1 cup flour
Pinch of salt
1/2 cup butter
1/2 cup icing sugar
1 teaspoon vanilla essence
For the lemon butter filling
1/2 cup white sugar
The zest of one lemon
1/2 cup freshly squeezed lemon juice
7 tablespoons butter
Preheat the oven to 150 degrees celsius.
Combine the flour and salt in a bowl.
In a separate mixing bowl, use an electric mixer or food processor to beat the butter and icing sugar until creamy.
Add the vanilla and mix well.
Pour in the flour and salt and beat until just combined. This will give you a bread crumb-like texture that will compress in your hands to form a dough.
Use the heat of your hands to press the dough crumbs into a dough ball.

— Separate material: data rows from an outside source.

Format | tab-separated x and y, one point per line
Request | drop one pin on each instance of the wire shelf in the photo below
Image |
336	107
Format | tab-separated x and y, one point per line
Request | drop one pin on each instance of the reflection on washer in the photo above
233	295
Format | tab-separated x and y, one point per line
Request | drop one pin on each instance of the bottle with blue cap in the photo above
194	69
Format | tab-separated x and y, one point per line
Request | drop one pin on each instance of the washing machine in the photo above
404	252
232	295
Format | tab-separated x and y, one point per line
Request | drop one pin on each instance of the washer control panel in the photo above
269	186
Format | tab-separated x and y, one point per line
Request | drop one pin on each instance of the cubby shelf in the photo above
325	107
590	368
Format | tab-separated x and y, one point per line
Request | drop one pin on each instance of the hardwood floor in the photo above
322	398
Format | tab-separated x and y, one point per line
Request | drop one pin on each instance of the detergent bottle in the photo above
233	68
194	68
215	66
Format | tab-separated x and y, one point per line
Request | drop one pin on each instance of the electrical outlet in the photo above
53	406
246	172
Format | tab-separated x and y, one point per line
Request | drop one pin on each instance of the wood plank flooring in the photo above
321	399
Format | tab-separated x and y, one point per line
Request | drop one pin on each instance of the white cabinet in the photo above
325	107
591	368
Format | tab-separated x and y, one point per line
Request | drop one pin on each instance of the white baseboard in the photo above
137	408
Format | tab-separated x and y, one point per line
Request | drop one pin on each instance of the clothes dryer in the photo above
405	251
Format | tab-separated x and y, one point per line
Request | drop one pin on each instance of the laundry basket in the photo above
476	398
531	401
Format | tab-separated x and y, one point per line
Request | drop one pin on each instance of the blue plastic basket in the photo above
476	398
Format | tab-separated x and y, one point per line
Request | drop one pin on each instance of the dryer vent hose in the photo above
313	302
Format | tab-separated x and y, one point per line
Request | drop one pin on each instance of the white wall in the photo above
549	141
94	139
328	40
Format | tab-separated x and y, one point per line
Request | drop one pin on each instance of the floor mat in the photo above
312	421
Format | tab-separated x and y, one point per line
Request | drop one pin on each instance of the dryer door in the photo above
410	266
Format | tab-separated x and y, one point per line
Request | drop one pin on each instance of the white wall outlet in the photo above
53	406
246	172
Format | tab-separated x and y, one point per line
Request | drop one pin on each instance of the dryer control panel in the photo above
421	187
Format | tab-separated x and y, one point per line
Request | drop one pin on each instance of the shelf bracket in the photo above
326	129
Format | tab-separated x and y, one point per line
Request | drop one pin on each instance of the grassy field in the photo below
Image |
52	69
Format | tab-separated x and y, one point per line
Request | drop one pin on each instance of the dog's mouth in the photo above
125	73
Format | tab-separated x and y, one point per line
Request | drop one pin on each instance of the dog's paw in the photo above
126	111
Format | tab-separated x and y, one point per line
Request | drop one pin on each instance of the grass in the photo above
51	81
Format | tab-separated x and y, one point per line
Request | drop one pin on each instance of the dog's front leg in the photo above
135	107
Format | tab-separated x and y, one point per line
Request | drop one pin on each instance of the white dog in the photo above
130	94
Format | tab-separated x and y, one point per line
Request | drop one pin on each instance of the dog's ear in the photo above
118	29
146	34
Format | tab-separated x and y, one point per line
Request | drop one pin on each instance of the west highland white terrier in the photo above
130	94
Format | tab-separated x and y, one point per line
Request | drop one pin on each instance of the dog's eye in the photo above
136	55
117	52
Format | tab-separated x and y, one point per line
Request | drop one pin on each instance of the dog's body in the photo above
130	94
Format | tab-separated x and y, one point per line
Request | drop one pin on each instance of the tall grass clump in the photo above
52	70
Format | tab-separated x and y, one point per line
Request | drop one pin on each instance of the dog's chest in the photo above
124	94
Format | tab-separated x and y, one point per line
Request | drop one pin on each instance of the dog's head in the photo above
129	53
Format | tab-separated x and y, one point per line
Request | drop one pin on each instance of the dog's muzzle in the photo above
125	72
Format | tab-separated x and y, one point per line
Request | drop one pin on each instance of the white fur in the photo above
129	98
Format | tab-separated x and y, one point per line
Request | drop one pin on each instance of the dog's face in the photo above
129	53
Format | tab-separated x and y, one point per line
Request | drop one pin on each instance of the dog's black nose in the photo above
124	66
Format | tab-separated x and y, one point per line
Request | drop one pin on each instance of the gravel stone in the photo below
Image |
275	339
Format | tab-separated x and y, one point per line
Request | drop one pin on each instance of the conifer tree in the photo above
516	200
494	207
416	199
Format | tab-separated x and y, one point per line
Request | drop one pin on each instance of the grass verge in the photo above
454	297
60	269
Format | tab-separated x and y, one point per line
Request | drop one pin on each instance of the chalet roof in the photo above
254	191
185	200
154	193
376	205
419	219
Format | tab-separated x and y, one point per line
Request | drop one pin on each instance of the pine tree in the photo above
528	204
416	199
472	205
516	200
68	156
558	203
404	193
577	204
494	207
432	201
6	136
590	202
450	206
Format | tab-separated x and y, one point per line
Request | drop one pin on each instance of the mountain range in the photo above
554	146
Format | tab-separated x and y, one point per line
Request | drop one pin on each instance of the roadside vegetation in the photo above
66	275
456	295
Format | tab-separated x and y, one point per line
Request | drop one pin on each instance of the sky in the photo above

If the dough seems too crumbly to form a dough ball that holds its shape, or crumbles when you try to roll it out or change its shape, return the dough to the mixing bowl, crumble it again and add a teaspoon more butter. Beat through with the electric mixer and try to form the dough ball again.
Place the dough onto a lightly floured cutting board and roll it out with a rolling pin.
Use a star shaped cookie cutter to cut a full star and place the star onto a greased baking tray. Cut a second star to pair the first with, only this time (while still in the cookie cutter) use a sharp pointed knife to cut out a smaller star from the middle. This will make the window half of the lemon star.
Bake the shortbread for 12-15 minutes, or until just cooked.
While the shortbreads are baking, make the lemon butter filling.
In a medium saucapan (not over the heat yet), place the lemon zest and sugar. Use your fingertips to rub the zest into the sugar to transfer the yellow colour and lemon flavour.
Add the juice, eggs, and butter.
Whisk over a medium heat for 10 minutes, or until thickened and able to cover the back of a spoon.
Refrigerate while the shortbreads cool.
Remove the shortbread from the oven and allow to cool on a wire rack.
To construct, layer a whole star with lemon butter, then place a windowed star on top.